Pretrain-related Arguments

PRETRAIN:
  ENABLED: True
  NUM_STEPS: 23000
  OPTIMIZER: adamw
  LEARNING_RATE: 1e-3
  • ENABLED: (optional) whether this stage will be executed. True by default.
  • NUM_STEPS: number of steps that will be used in the pretraining process. 23000 by default. In GeForce 3090 x4 GPUs, 23000 steps correspond to roughly 1.3 days.
  • OPTIMIZER: (optional) the optimization algorithm for pretraining. Adamw by default. Other supported optimizers: SGD, SGD with momentum. Their detailed settings can be found in conf/optimizer_*.
  • LEARNING_RATE: (optional) the peak learning rate. 1e-3 by default.

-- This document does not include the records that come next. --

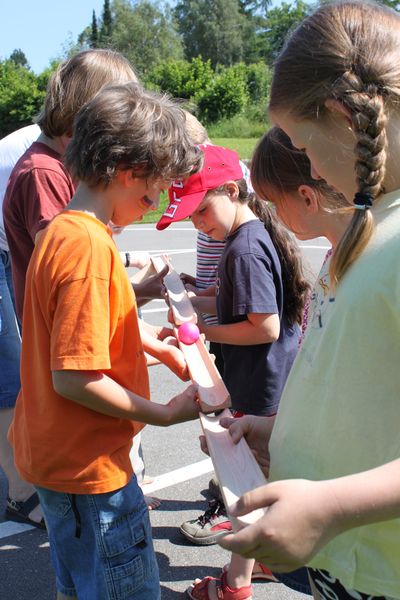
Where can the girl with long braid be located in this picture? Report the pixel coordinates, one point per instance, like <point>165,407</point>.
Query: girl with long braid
<point>334,493</point>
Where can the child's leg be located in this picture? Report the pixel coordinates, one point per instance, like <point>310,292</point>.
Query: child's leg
<point>315,592</point>
<point>101,544</point>
<point>239,571</point>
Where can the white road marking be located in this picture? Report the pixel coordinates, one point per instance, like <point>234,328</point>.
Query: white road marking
<point>179,475</point>
<point>168,230</point>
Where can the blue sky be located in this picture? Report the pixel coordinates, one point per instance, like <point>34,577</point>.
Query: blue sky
<point>42,28</point>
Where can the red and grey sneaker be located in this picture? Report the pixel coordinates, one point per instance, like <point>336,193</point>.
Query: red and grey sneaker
<point>207,528</point>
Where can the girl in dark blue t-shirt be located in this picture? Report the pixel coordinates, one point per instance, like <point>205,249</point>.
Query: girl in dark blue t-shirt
<point>259,296</point>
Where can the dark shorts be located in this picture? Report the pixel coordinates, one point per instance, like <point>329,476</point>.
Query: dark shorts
<point>329,587</point>
<point>112,556</point>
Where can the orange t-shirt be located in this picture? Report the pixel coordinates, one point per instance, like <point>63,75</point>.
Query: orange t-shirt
<point>79,314</point>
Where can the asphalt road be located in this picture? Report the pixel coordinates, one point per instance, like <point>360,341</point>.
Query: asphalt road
<point>172,456</point>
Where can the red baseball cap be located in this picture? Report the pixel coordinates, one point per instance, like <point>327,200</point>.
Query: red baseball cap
<point>220,165</point>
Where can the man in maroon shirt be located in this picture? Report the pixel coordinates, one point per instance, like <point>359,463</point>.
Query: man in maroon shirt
<point>40,186</point>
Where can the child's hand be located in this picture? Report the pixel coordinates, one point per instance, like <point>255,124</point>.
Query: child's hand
<point>139,259</point>
<point>174,359</point>
<point>302,517</point>
<point>184,407</point>
<point>256,431</point>
<point>151,287</point>
<point>187,279</point>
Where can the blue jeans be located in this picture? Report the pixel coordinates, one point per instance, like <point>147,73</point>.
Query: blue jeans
<point>101,545</point>
<point>10,339</point>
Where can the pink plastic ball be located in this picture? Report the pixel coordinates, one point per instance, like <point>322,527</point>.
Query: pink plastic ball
<point>188,333</point>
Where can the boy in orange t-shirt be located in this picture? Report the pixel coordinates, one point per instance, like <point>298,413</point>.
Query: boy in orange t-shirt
<point>84,383</point>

Finetune-related Arguments

FINETUNE:
  ENABLED: True
  MULTIPROCESS_GPU_LIST:
    - [0, 1]
    - [2, 3]
  • ENABLED: (optional) whether this stage will be executed. True by default.
  • MULTIPROCESS_GPU_LIST: (optional) gpu allocation scheme if we use multi-process during finetuning. As hyperparameter search is conducted during finetuning, the whole cost can be very expensive. To speedup finetuning, we adopt multiprocessing, where each process will use 1/2/4/8/16 gpus, so that the hyperparameter search can be conducted in parallel.

Result-collection-related Arguments

RESULT_COLLECTION:
  ENABLED: True
  • ENABLED: (optional) whether this stage will be executed. True by default.

Other Arguments

Wandb-related Arguments

WANDB:
  API_KEY: xxxxxxxxxxxxxxxxxxxxxxxxxxxxxxxxxxxxxxxx
  • API_KEY: (optional) the api key provided by wandb. We use wandb to track and visualize pretraining/finetuning records, hence users are recommended to use their own wandb accounts and api keys to track records. Otherwise a default key will be used and the record will be send to our wandb account.